Split Knowledge Distillation for Large Models in IoT: Architecture, Challenges, and Solutions
Zuguang Li, Wen Wu, Shaohua Wu, Qiaohua Lin, Yaping Sun, Hui Wang
TL;DR
This paper addresses the challenge of deploying large language models in IoT environments by combining knowledge distillation with split learning to create compact, privacy-preserving models suitable for edge devices. The proposed split knowledge distillation framework enables collaborative training between an edge server holding the full teacher and student models and lightweight IoT devices that process only embedding modules, optimizing cut-layer selection and resource usage to minimize energy and latency. A case study distills a large LLaMA-based model from 8B to 1B across a fleet of heterogeneous devices, showing meaningful gains in training speed and energy efficiency under varying channel conditions.
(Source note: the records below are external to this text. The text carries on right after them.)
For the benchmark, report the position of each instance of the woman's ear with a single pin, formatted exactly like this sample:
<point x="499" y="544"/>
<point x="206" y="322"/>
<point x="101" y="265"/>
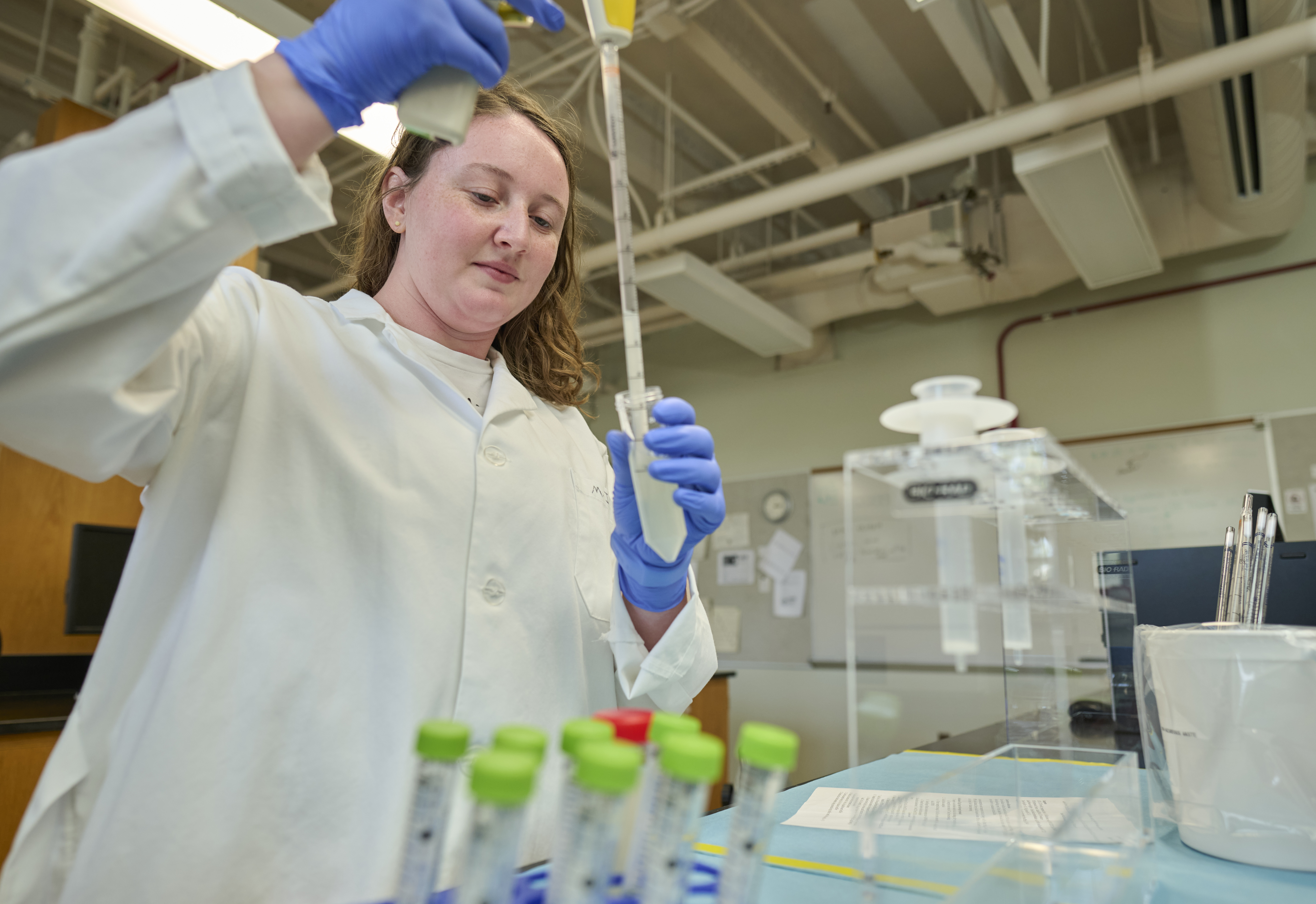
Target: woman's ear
<point x="395" y="199"/>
The work offers a practical pathway for deploying intelligent, privacy-conscious AI in energy- and latency-constrained IoT ecosystems.
Abstract
Large models (LMs) have immense potential in Internet of Things (IoT) systems, enabling applications such as intelligent voice assistants, predictive maintenance, and healthcare monitoring. However, training LMs on edge servers raises data privacy concerns, while deploying them directly on IoT devices is constrained by limited computational and memory resources. We analyze the key challenges of training LMs in IoT systems, including energy constraints, latency requirements, and device heterogeneity, and propose potential solutions such as dynamic resource management, adaptive model partitioning, and clustered collaborative training. Furthermore, we propose a split knowledge distillation framework to efficiently distill LMs into smaller, deployable versions for IoT devices while ensuring raw data remains local. This framework integrates knowledge distillation and split learning to minimize energy consumption and meet low model training delay requirements. A case study is presented to evaluate the feasibility and performance of the proposed framework.